Approximating Feynman Integrals Using Complete Monotonicity and Stieltjes Properties

Abstract: We introduce two novel numerical approaches for computing Feynman integrals based on their complete monotonicity (CM) and Stieltjes properties. The first method uses that scalar Feynman integrals are CM, meaning that all their derivatives have a fixed sign, in the Euclidean kinematic region. This imposes strong constraints on the function space. Simultaneously, these integrals obey systems of linear differential equations with respect to kinematic parameters. By imposing that the solutions to these differential equations satisfy complete monotonicity across the Euclidean region, we develop an efficient and highly constraining numerical bootstrap method.
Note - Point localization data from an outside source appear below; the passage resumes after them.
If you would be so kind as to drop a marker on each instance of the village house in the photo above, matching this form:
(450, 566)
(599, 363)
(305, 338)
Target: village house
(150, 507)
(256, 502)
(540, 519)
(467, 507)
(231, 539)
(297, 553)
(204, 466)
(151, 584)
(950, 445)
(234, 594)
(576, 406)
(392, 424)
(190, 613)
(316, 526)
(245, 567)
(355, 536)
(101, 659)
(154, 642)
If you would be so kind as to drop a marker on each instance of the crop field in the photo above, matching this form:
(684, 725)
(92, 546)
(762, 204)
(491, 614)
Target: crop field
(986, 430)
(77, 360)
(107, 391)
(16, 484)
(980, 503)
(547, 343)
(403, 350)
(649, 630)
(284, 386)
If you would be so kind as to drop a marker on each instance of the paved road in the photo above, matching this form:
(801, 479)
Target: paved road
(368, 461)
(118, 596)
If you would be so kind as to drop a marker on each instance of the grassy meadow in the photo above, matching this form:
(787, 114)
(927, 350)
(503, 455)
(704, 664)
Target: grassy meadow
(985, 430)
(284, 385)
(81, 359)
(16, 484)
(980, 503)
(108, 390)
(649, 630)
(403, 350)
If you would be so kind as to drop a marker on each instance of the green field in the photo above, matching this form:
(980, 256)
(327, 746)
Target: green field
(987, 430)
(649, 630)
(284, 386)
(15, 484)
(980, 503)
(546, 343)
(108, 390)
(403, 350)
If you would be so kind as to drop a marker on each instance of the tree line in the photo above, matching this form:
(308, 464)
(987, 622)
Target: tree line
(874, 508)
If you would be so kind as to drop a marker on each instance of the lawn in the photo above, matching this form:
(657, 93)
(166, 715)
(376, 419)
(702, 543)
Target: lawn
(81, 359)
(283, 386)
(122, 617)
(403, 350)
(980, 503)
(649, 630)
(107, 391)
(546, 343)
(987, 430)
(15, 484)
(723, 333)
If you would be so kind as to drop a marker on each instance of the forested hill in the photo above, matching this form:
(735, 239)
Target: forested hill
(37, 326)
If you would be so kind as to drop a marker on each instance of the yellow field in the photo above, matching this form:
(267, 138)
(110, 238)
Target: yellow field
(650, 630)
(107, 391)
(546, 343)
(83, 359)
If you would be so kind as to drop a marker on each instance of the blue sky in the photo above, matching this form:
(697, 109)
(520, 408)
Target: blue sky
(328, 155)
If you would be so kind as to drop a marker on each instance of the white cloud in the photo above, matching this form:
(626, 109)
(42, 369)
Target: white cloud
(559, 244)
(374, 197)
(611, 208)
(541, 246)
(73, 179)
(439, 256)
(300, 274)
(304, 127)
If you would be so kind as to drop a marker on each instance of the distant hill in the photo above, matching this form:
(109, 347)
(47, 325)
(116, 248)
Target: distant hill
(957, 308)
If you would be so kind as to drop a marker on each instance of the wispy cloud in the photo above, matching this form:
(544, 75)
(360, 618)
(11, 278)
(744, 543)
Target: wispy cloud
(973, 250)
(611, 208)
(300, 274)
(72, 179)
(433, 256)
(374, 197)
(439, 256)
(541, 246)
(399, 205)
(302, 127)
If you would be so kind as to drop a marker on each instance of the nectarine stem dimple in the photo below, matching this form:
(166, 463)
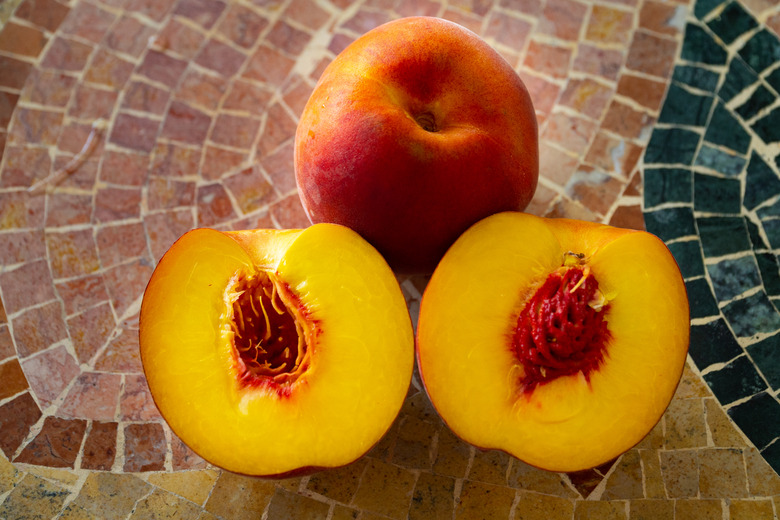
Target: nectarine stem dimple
(562, 328)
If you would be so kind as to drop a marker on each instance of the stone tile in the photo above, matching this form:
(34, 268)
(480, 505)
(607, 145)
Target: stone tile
(50, 373)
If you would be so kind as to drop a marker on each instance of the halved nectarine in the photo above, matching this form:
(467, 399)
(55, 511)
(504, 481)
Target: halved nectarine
(558, 341)
(275, 352)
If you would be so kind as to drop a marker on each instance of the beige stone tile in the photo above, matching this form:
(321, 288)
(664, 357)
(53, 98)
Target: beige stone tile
(385, 489)
(534, 506)
(240, 497)
(751, 509)
(478, 501)
(722, 473)
(195, 486)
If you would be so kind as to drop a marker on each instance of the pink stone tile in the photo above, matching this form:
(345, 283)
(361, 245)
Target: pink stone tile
(30, 284)
(99, 449)
(50, 373)
(651, 54)
(82, 293)
(220, 58)
(38, 328)
(250, 189)
(268, 65)
(562, 19)
(126, 283)
(106, 68)
(586, 96)
(136, 403)
(72, 253)
(129, 36)
(235, 131)
(124, 168)
(162, 68)
(67, 54)
(91, 103)
(57, 444)
(179, 38)
(93, 396)
(113, 204)
(87, 21)
(202, 12)
(122, 356)
(121, 242)
(90, 331)
(134, 132)
(550, 60)
(243, 26)
(218, 161)
(186, 124)
(214, 206)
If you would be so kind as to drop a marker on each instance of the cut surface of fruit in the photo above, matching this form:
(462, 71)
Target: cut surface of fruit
(558, 341)
(275, 352)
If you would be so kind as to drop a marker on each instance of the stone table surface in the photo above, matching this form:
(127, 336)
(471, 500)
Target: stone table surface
(158, 116)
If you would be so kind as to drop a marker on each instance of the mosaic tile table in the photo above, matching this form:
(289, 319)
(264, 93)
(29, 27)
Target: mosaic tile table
(653, 113)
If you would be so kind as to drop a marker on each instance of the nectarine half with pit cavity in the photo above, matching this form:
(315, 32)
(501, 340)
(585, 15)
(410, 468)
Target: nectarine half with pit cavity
(273, 352)
(414, 132)
(558, 341)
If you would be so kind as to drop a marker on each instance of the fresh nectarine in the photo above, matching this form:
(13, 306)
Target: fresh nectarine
(414, 132)
(275, 352)
(558, 341)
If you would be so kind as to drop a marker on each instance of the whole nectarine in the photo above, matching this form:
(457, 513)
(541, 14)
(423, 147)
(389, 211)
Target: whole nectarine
(275, 352)
(414, 132)
(558, 341)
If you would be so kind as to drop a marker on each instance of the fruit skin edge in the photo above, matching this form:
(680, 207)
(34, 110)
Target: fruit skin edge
(211, 380)
(464, 411)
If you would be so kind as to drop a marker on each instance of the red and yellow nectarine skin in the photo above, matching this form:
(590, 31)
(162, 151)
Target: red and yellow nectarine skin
(274, 352)
(558, 341)
(414, 132)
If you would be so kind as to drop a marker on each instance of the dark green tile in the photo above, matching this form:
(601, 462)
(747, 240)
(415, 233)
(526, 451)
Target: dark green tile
(696, 77)
(761, 182)
(662, 185)
(761, 51)
(738, 78)
(733, 276)
(722, 161)
(761, 98)
(735, 381)
(770, 276)
(724, 129)
(757, 418)
(700, 47)
(689, 258)
(713, 343)
(722, 236)
(700, 299)
(683, 107)
(768, 127)
(766, 355)
(670, 223)
(713, 194)
(732, 22)
(752, 315)
(672, 146)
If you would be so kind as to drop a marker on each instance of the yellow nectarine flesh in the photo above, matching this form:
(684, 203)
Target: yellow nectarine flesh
(558, 341)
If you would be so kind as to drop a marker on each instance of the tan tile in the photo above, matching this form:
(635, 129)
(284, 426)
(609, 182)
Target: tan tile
(750, 509)
(240, 497)
(192, 485)
(385, 489)
(689, 509)
(478, 500)
(534, 506)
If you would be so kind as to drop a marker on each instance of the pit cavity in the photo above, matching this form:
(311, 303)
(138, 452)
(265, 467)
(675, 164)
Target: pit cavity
(269, 340)
(562, 329)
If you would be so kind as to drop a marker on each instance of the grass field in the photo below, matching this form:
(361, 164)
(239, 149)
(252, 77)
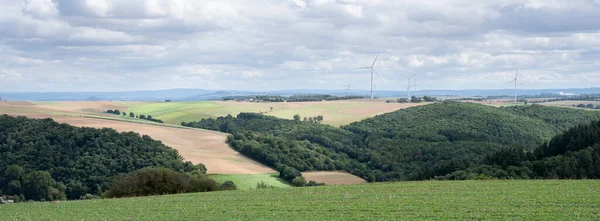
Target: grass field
(334, 112)
(571, 103)
(249, 181)
(426, 200)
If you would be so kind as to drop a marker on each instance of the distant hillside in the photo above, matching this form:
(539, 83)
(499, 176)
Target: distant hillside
(410, 144)
(44, 160)
(573, 154)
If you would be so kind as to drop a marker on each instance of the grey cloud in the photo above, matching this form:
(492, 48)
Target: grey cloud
(117, 45)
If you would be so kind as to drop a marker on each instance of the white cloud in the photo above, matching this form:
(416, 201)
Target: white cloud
(295, 44)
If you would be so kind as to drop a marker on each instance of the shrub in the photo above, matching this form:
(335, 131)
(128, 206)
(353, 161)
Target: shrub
(203, 185)
(228, 185)
(313, 183)
(149, 181)
(263, 185)
(299, 181)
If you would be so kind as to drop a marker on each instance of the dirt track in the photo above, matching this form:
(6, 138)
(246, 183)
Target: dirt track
(197, 146)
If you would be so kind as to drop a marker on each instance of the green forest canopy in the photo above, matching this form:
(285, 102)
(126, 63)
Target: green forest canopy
(411, 144)
(44, 160)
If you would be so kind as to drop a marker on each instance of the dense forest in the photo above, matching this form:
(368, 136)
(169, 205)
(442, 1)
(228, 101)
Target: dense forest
(417, 143)
(573, 154)
(41, 159)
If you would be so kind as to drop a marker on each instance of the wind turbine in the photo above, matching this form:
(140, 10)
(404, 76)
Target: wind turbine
(515, 80)
(348, 87)
(371, 67)
(408, 85)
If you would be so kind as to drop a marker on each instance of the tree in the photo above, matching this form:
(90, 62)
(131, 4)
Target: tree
(299, 181)
(228, 185)
(13, 172)
(39, 185)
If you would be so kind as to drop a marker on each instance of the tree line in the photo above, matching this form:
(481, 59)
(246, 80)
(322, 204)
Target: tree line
(133, 115)
(41, 159)
(411, 144)
(293, 98)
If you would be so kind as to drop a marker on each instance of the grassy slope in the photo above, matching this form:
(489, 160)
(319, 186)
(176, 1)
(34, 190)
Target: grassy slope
(176, 112)
(249, 181)
(508, 200)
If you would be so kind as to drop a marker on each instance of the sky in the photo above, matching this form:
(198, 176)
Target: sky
(118, 45)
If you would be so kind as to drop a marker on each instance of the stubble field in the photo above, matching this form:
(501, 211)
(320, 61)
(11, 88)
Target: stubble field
(335, 113)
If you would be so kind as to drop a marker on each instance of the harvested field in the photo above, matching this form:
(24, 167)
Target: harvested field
(335, 113)
(569, 103)
(197, 146)
(332, 177)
We provide a proof of principle of the power of our approach by applying it to a class of multi-loop Feynman integrals with internal masses. The second method is based on a refinement of CM. We prove that Feynman integrals, within a certain range of parameters, such as dimension and propagator exponents, are not only CM but in fact Stieltjes functions. The latter can be described efficiently by Padé approximants that are known to converge in the cut complex plane. This means that these representations are valid also in analytically continued kinematics, such as physical scattering regions. These insights allow us to obtain rational approximations to Feynman integrals from minimal information, such as a Taylor expansion about a soft limit. We demonstrate the effectiveness of this method by applying it to a 20-loop banana-type Feynman integral. Finally, we comment on a number of extensions of these novel avenues for computing Feynman integrals.